If there is an arc bending toward anything hopeful, it has often been difficult to discern. So perhaps the arc is not the best of metaphors one might use in speaking about the hope for God’s just and peaceful reign “on earth as in heaven.” Rather than a relentless progressive march toward a better world in which “every round goes higher, higher,”[1] our journey is rather one of false starts, wrong turns, dead ends and missed opportunities held on course nevertheless by a God who will not give up, will not let go, will not stop working redemptively with whatever messes we make to nudge us closer to a new creation.

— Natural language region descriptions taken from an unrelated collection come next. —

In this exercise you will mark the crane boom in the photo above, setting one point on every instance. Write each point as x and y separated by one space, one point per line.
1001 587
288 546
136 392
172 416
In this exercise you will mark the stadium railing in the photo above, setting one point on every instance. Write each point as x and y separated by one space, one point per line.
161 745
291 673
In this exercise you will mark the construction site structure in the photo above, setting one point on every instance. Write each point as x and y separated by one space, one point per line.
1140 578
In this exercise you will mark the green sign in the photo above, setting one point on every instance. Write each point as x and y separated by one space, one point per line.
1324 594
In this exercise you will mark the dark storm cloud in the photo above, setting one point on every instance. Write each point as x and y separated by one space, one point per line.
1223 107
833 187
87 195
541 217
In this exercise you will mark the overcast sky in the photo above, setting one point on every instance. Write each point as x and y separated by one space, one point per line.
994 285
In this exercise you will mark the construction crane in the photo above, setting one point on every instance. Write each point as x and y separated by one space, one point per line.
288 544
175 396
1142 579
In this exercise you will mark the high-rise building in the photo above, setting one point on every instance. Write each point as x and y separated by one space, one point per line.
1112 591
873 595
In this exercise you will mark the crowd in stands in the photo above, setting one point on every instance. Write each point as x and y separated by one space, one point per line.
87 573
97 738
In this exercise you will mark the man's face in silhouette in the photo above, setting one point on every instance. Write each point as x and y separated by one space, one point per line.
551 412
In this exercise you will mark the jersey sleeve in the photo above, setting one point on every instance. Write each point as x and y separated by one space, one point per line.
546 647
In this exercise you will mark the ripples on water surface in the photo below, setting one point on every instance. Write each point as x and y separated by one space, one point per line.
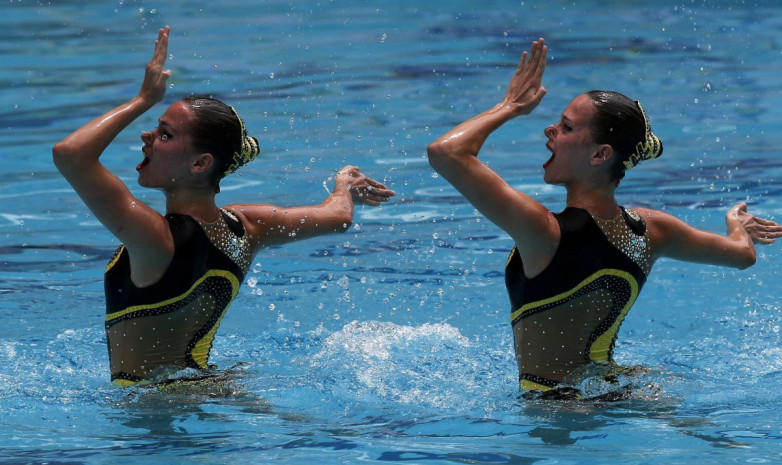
391 342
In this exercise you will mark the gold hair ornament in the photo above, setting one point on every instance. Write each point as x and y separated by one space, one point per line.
249 150
647 149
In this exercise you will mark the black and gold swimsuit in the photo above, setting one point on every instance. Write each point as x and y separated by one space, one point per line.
172 323
568 316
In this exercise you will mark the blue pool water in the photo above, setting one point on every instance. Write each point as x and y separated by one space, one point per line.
391 343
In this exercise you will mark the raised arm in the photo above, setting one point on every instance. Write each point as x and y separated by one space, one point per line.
270 225
144 231
674 238
455 156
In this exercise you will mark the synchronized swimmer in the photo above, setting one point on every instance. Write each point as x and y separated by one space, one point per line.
171 281
572 276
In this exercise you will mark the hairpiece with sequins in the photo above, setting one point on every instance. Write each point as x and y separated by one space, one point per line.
248 152
649 148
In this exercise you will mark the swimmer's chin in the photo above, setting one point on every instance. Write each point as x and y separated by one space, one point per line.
143 163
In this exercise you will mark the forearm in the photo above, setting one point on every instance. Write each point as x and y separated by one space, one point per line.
466 139
87 143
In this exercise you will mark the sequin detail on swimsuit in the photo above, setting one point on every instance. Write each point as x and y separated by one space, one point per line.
236 248
634 246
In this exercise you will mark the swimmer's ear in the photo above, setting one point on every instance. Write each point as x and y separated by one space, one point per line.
202 163
603 153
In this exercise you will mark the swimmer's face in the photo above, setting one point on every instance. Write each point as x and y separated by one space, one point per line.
168 151
570 142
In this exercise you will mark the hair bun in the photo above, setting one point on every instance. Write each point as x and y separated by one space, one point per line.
249 151
649 148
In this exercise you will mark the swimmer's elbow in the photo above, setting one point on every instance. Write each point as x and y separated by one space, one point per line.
744 257
62 156
439 156
345 225
748 258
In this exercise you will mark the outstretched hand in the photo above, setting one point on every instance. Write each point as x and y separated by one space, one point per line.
526 90
760 230
363 189
153 89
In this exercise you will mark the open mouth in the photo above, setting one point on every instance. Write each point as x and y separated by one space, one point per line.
143 163
548 162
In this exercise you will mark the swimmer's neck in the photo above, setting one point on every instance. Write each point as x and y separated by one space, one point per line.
200 205
598 202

None of this is to say that what we do or refrain from doing makes no difference because, as our Lutheran Catechism teaches, “God’s kingdom comes without our prayers-” or anything else from us. It matters that our failure to restrain capitalistic exploitation of our environment is leaving for our children a poorer, less biologically diverse and more toxic planet. It matters that God no longer has nineteen beautiful children and two wonderful teachers from Uvalde, Texas to work with. It matters that, regardless how things turn out on the battlefield in Ukraine, the seeds of hatred, resentment and distrust planted in the course of that conflict will continue between two closely related peoples for generations. No, we cannot stop God’s kingdom from coming. But we can certainly make things a lot more difficult for God and deprive God and God’s kingdom of much that is true, beautiful and good by our self destructive resistance. Perhaps that is as close as we can come to imagining what it means to be in hell: living for eternity with full knowledge and understanding of all that could have been but was not. That is why, after telling us that God’s reign comes without our prayers, the Catechism goes on to say, “but we pray that it might come among us.”

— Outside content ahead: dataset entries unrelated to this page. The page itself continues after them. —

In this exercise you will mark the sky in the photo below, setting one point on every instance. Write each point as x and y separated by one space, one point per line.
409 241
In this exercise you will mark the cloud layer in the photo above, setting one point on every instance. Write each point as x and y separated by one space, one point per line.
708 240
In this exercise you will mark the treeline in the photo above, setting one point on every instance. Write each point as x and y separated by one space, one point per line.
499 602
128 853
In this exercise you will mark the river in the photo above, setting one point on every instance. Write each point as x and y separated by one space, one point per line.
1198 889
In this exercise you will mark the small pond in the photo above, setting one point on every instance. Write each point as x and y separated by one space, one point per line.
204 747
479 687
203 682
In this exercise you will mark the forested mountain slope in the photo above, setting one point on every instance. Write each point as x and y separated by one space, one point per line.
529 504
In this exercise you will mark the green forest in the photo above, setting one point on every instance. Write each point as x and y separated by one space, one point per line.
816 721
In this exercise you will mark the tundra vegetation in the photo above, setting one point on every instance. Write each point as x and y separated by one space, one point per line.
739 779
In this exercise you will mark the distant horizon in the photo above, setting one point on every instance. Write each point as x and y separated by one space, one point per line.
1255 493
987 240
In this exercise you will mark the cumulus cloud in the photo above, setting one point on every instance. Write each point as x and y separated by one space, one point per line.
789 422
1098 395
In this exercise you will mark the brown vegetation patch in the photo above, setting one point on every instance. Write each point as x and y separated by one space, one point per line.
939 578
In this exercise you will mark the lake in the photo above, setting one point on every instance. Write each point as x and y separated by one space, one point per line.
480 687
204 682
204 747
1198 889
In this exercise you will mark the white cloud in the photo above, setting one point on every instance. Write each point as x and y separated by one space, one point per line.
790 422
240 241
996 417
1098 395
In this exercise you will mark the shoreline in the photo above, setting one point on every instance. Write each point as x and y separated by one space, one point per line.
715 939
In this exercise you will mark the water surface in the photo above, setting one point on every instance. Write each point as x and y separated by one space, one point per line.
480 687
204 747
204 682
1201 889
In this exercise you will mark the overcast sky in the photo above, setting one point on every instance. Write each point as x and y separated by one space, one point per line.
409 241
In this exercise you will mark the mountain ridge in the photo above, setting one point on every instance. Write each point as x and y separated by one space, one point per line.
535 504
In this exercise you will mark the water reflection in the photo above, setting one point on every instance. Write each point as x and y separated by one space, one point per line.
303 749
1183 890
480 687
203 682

Here is a poem by Langston Hughes describing what it might be like to cling fast to a word urging us forward when everything seems to be sliding backwards.

Mother to Son

Well, son, I’ll tell you:

Life for me ain’t been no crystal stair.

It’s had tacks in it,

And splinters,

And boards torn up,

And places with no carpet on the floor—

Bare.

But all the time

I’se been a-climbin’ on,

And reachin’ landin’s,

And turnin’ corners,

And sometimes goin’ in the dark

Where there ain’t been no light.

So boy, don’t you turn back.

Don’t you set down on the steps

’Cause you finds it’s kinder hard.

Don’t you fall now—

For I’se still goin’, honey,

I’se still climbin’,

And life for me ain’t been no crystal stair.

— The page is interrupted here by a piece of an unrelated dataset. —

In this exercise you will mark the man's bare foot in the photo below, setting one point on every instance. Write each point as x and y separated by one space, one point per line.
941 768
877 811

Source: The Collected Works of Langston Hughes  (c. 2002 by Langston Hughes; pub. by University of Missouri Press (BkMk Press)). Langston Hughes (1902–1967) was an important African American voice in the “Harlem Renaissance” of the 1920s. Though well-educated and widely traveled, Hughes’ poetry never strayed far from his roots in the African American community. Early in his career, Hughes’ work was criticized by some African American intellectuals for portraying what they viewed as an unflattering representation of back life. In response to these critics, Hughes replied, “I didn’t know the upper class Negroes well enough to write much about them. I knew only the people I had grown up with, and they weren’t people whose shoes were always shined, who had been to Harvard, or who had heard of Bach. But they seemed to me good people, too.”  Today Langston Hughes is recognized globally as a towering literary figure of the 20th Century. You can read more about Hughes and discover more of his poetry at the Poetry Foundation website (from which the above quote is taken).


[1] From the spiritual, “We are Climbing Jacob’s Ladder.”